GSoC @ Git Final Report

6 minute read

My GSoC project: More Sparse Index Integrations

My proposal: GSoC 2022 Git Contributor Proposal

Previous blogs: GSoC Week 1
GSoC Week 2
GSoC Week 3 - 4
GSoC Week 5 - 6
GSoC Week 7 - 8
GSoC Week 9

Summary

During my GSoC project, I was trying to integrate a series of commands with sparse index. There are three commands that I’ve been working on: git-mv, git-rm, and git-grep. I’ll explain what the situation was, what I’ve done, and what is the result for each command.

git-mv

  • Series “out-to-in” (in branch ‘master’)
    GitHub branch
    Mailing list
    mv: add check_dir_in_index() and solve general dir check issue mv: use flags mode for update_mode mv: check if exists in index to handle overwriting mv: check if out-of-cone file exists in index with SKIP_WORKTREE bit mv: decouple if/else-if checks using goto mv: update sparsity after moving from out-of-cone to in-cone t1092: mv directory from out-of-cone to in-cone t7002: add tests for moving out-of-cone file/directory

  • Series “in-to-out” (in branch ‘next’)
    GitHub branch
    Mailing list
    mv: check overwrite for in-to-out move advice.h: add advise_on_moving_dirty_path() mv: cleanup empty WORKING_DIRECTORY mv: from in-cone to out-of-cone mv: remove BOTH from enum update_mode mv: check if <destination> is a SKIP_WORKTREE_DIR mv: free the with_slash in check_dir_in_index() mv: rename check_dir_in_index() to empty_dir_has_sparse_contents() t7002: add tests for moving from in-cone to out-of-cone

git-rm

  • Series “sy/sparse-rm” (in branch ‘master’)
    GitHub branch
    Mailing list
    rm: integrate with sparse-index rm: expand the index only when necessary pathspec.h: move pathspec_needs_expanded_index() from reset.c to here t1092: add tests for `git-rm

git-grep

  • Series “sy/sparse-grep” (in branch ‘seen’)
    GitHub branch
    Mailing list
    builtin/grep.c: walking tree instead of expanding index with –sparse builtin/grep.c: integrate with sparse index builtin/grep.c: add –sparse option

Notice that this report is trying to be brief, as all the information is better preserved in the corresponding commit messages. View the commits and their messages for better context and analysis.

git-mv

Situation

When I was trying to integrate git-mv with sparse index, I noticed some interesting behaviors playing with the command. I realized that when moving a file across the cone boundary, namely moving from inside of cone to outside of cone, or vice versa, Git did not check whether the resulting file complies with the sparse-checkout definition. For example, in command git mv <f1> <f2>, if <f1> is out-of-cone and <f2> is in-cone, Git should check out the resulting file. In conclusion, the compatibility between git-mv and sparse-checkout was not ideal.

What I’ve done

  1. git-mv from out-of-cone to in-cone

Before this series, running git mv <f1> <f2>, with <f1> being out-of-cone and <f2> being in-cone, Git errored because it cannot locate <f1> in the working tree.

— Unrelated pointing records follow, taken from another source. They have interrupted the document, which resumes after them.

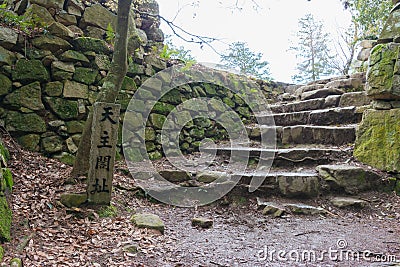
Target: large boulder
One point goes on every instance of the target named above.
(28, 96)
(383, 76)
(377, 142)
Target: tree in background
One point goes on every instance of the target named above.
(368, 16)
(312, 50)
(240, 57)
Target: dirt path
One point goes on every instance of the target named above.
(47, 234)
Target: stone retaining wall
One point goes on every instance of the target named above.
(49, 82)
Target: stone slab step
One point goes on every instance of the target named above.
(285, 157)
(345, 100)
(304, 134)
(332, 116)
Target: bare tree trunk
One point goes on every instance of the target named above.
(110, 88)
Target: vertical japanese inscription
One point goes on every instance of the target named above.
(102, 152)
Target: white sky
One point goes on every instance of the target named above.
(267, 30)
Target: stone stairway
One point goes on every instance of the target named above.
(315, 134)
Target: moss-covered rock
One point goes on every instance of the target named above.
(383, 80)
(52, 144)
(74, 89)
(91, 44)
(28, 96)
(99, 16)
(5, 220)
(53, 88)
(377, 142)
(63, 108)
(73, 56)
(85, 75)
(27, 71)
(29, 142)
(6, 85)
(51, 43)
(27, 123)
(147, 220)
(1, 253)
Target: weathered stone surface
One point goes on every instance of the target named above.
(99, 16)
(175, 175)
(6, 57)
(85, 75)
(343, 202)
(381, 105)
(331, 101)
(27, 71)
(147, 220)
(305, 209)
(95, 32)
(321, 93)
(5, 220)
(333, 116)
(29, 141)
(63, 108)
(41, 12)
(202, 222)
(307, 134)
(28, 123)
(298, 186)
(157, 120)
(73, 200)
(57, 4)
(8, 37)
(392, 27)
(377, 142)
(90, 44)
(75, 90)
(307, 88)
(28, 96)
(62, 70)
(53, 88)
(347, 85)
(60, 30)
(6, 85)
(102, 62)
(383, 79)
(273, 209)
(52, 43)
(66, 19)
(354, 99)
(52, 144)
(351, 179)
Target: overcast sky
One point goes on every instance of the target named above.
(267, 30)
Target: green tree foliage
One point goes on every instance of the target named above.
(368, 16)
(240, 57)
(312, 50)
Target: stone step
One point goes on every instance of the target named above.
(305, 134)
(356, 99)
(331, 116)
(283, 157)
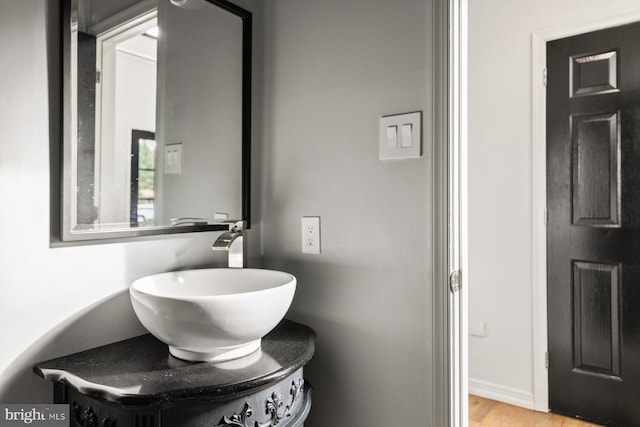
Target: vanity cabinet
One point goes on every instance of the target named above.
(137, 383)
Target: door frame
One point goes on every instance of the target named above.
(539, 191)
(450, 365)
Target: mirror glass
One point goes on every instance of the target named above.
(156, 124)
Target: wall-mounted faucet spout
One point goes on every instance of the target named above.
(232, 241)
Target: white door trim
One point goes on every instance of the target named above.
(539, 192)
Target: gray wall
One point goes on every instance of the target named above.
(332, 68)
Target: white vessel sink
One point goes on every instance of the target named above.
(215, 314)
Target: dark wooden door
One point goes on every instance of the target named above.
(593, 201)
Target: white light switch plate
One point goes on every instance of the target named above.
(310, 234)
(410, 122)
(173, 159)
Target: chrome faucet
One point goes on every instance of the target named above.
(232, 241)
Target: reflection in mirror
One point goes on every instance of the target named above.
(156, 126)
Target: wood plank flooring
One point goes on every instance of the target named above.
(489, 413)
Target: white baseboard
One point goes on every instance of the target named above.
(501, 393)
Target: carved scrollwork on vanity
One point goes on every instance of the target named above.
(88, 418)
(273, 407)
(136, 383)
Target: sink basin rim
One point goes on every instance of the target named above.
(153, 285)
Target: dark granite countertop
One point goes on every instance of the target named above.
(140, 371)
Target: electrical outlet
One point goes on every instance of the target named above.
(311, 234)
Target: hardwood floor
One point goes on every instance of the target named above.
(489, 413)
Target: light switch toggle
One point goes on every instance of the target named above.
(392, 136)
(407, 136)
(400, 136)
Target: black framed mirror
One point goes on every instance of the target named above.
(156, 117)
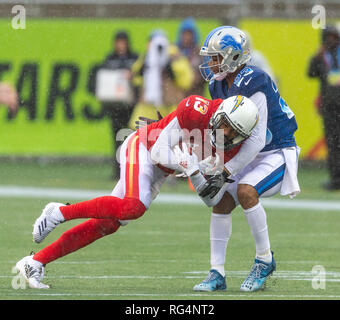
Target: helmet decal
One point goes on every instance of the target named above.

Changes are made so that when <f1> (either a regular file or a directory) is out-of-cone, and when --sparse switch is used, Git checks the index to see if <f1> exists and move it to the destination in the index, and check out the file/directory to the worktree.

  1. git-mv from in-cone to out-of-cone

Before this series, running git mv <f1> <f2>, with <f1> being in-cone and <f2> being out-of-cone, was not possible, mainly because <f2> is a destination that does not exist in the worktree.

Changes are made so we can make such move. When such move is a clean move, i.e. <f1> has no unstaged changes, Git now moves <f1> to <f2> in the index, then deletes <f1> from the worktree and turns on its CE_SKIP_WORKTREE bit (as it is now out-of-cone). A dirty move should move <f1> to <f2>, both in the worktree and the index, but should not remove the resulting path from the working tree and should not turn on its CE_SKIP_WORKTREE bit.`

Results

git-mv can now handle out-to-in and in-to-out moves and is more compatible with sparse-checkout.

There are still left-over-bits for git-mv:

  1. out-to-out move.

What happens when both <f1> and <f2> are out-of-cone locations? I honestly don’t know, but this is the next question I’ll dig.

  1. sparse index integration.

After the out-to-out move, we can try to integrate git-mv with sparse index. It’ll be interesting to see how the new across cone logics react with sparse index.

git-rm

Situation

git-rm was relatively compatible with sparse-checkout when I saw it. So the integration with sparse index was started without much hindrance.

What I’ve done

Before my patches, git-rm expands a sparse index unconditionally, which is expensive. I reused an existing method pathspec_needs_expanded_index() to determine if a pathspec needs a full index. Now, when the pathspec does not match things outside of sparse-checkout definition, Git does not expand the index unnecessarily.

Because pathspec_needs_expanded_index() seems to be a good candidate to be reused elsewhere, I extracted it to be a public method for future usage.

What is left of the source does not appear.